= The Grave Diggers =

American rockabilly, surf, jazz, punk band

The Grave Diggers were an American rockabilly, surf, jazz, punk band. They are notable due to their eclectic musical style, their early foreshadowing of subsequent music revival movements, and the musical careers of their members.

The band was established in Southern California in early 1983 by friends and classmates Jason Goodman (vocals/guitar), Wally Hersom (upright bass), Michael "Mick" McCarthy (guitar) and Quinn Millard (drums).

In 1985, they released the self-recorded four-song EP "Monsters At Play" on Bobbette Records. The band played shows around Southern California, opening for and playing with various rockabilly, surf, roots and garage artists including Tav Falco, The Untold Fables, Saddle Sores, Rockin' Rebels, James Intveld, The Red Devils, The Blazers, Eddie Nichols, Russell Scott, The Beguiled, Melvis & the Megatones and Bobbi Brat.

In 1989, they released the full-length LP "Move It" on Crypt Records. "Move It" was recorded at Coyote Studios in Brooklyn, New York, during a one-day session that yielded twenty-five songs, ten of which were never released. The album was produced by British musician Billy Childish and featured album artwork by Cliff Mott. During that trip to New York, the band played two nights at Crypt Record's Bad Music Seminar alongside bands such as Thee Mighty Caesars, The Raunch Hands, The A-Bones and Rat Bastards. The band returned to Southern California and promptly broke up.

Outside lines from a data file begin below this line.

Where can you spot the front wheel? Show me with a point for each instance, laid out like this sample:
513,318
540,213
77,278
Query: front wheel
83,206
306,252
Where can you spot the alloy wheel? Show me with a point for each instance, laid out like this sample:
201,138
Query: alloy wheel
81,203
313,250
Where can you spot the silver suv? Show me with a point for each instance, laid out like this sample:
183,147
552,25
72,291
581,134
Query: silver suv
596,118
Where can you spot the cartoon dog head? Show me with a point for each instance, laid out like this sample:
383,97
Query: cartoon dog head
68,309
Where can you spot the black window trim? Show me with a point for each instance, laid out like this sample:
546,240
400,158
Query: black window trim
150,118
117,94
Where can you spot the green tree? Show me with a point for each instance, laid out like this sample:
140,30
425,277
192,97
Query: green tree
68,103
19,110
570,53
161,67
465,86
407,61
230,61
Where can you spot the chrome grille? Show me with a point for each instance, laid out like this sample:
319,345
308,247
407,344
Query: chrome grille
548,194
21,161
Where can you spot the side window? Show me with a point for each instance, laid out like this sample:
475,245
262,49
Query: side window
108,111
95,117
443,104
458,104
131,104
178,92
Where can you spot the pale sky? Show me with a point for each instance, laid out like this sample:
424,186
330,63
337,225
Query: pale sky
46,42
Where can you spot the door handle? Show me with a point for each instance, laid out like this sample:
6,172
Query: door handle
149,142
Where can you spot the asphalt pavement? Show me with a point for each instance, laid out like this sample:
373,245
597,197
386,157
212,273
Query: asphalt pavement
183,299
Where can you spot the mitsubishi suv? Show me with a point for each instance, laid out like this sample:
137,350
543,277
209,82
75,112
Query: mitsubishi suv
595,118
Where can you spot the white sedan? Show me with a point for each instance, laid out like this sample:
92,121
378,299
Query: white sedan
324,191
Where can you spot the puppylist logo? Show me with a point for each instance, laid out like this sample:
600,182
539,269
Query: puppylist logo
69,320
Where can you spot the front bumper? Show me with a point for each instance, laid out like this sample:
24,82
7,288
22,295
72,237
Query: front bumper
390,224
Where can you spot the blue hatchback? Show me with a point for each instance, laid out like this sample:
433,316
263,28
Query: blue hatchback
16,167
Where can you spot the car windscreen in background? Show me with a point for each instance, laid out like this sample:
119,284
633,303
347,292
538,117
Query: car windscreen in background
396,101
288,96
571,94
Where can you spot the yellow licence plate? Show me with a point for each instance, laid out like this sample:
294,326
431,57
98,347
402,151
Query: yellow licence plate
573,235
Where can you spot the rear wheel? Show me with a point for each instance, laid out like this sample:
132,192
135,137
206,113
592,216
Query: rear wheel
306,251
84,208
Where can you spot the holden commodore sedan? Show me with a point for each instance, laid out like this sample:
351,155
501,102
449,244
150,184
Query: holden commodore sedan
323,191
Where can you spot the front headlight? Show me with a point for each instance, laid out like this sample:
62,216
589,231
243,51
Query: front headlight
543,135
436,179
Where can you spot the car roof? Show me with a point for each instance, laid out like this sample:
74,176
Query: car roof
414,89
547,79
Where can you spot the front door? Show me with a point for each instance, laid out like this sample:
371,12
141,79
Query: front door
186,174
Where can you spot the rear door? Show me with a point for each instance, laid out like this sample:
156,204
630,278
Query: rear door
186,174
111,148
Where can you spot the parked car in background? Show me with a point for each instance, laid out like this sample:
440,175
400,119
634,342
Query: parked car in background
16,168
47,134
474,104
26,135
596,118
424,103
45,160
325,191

Bassist Wally Hersom went on to play with Big Sandy & His Fly-Rite Boys. Guitarist Mick McCarthy and drummer Quinn Millard went on to form the band Medicine Rattle, which released the 1992 album "Unbottled", produced by Billy Zoom of the punk band X, on the label Earth Music. Vocalist Jason Goodman went on to play with The Blazers and the ska band Jump With Joey.

In retrospect, The Grave Diggers' eclectic mix of swing, jazz, trash, garage and punk was ahead of its time, a 1980s precursor to the swing revival and garage rock revival of the late 1990s and early 2000s. More than twenty years after the band's breakup, copies of the Bobbette EP were being sought by collectors despite the songs being legally available on-line.

In 2013, Tim Warren of Crypt Records re-released the "Move It" LP as a double gatefold featuring archival photos of the band, art by guitarist Mick McCarthy, and liner notes by rock critic Chris Morris and Bobbette Records owner Mark Lee Goodale. The ten unreleased songs from the Coyote Studios session remain unreleased.